Japan is set to approve a plan to promote gender equality, but in a sign of conservative lawmakers' worries about a breakdown in traditional values, the document warns against doing away with all sex-based social distinctions.
The new plan, to be approved by the cabinet on Tuesday, aims to increase women's presence in leadership positions in all fields to 30 percent by 2020 - a tough target given that the proportion of female managers in Japan was 9 percent in 2003 compared with 46 percent in the United States, according to the International Labour Organisation.
The plan also includes measures to help women return to work after leaving to raise children, to encourage their entry into fields such as science, technology and disaster relief, and to eradicate violence against women, according to a draft approved by the government's Council for Gender Equality on Monday.
"Prime Minister (Junichiro) Koizumi said that he wanted the cabinet to approve the plan quickly and that he was determined to create a gender-equality society in which men and women can have dreams and expectations by fully exercising their individuality and abilities," Kuniko Inoguchi, state minister for gender equality, told a news conference after the council meeting.
Two decades after the enactment of an Equal Employment Opportunity Law, Japanese women lag those in many advanced countries in terms of political clout and earning power.
Japan ranked 43rd out of 80 countries in 2005 terms of a "gender empowerment" rating, the plan noted.
Faced with a shrinking labour force due to Japan's sagging birth rate, many Japanese companies are stepping up efforts to mobilise women managers and workers more fully.
But in a nod to concerns among some conservative ruling lawmakers about fraying traditional values, the plan defines "gender" as a value-neutral term and warns against trying to eradicate all gender-based customs, from separate changing rooms for school kids to a traditional dolls festival for girls.

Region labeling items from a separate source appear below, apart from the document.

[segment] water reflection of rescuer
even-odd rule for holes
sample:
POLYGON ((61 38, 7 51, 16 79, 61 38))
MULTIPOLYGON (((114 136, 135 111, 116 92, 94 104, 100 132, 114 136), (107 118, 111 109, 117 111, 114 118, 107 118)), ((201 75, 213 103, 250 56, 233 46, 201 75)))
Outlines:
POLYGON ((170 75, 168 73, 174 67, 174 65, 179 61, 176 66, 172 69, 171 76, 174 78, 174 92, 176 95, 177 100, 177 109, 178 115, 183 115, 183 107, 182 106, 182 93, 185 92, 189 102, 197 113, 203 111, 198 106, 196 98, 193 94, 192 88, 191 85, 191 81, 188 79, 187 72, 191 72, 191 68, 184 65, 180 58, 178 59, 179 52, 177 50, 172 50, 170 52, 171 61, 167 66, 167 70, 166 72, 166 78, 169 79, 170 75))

"To deny sexual differences using the term 'gender free', to do away with masculinity and femininity and differences between men and women, and to aim at the neuterisation of human beings, or to deny the family and traditional culture such as the dolls festival differs from the society of male and female equality sought by the people," the plan states.
Advocates of improving the status of Japanese women have expressed worries that the phrasing reflects a backlash against recent progress toward gender equality
Inoguchi, however, defended the wording.
"We decided to include for the first time a clear definition of 'gender' to resolve misunderstandings," she said, adding there had been cases of "confusion" when local authorities had tried to implement gender equality programmes in the past.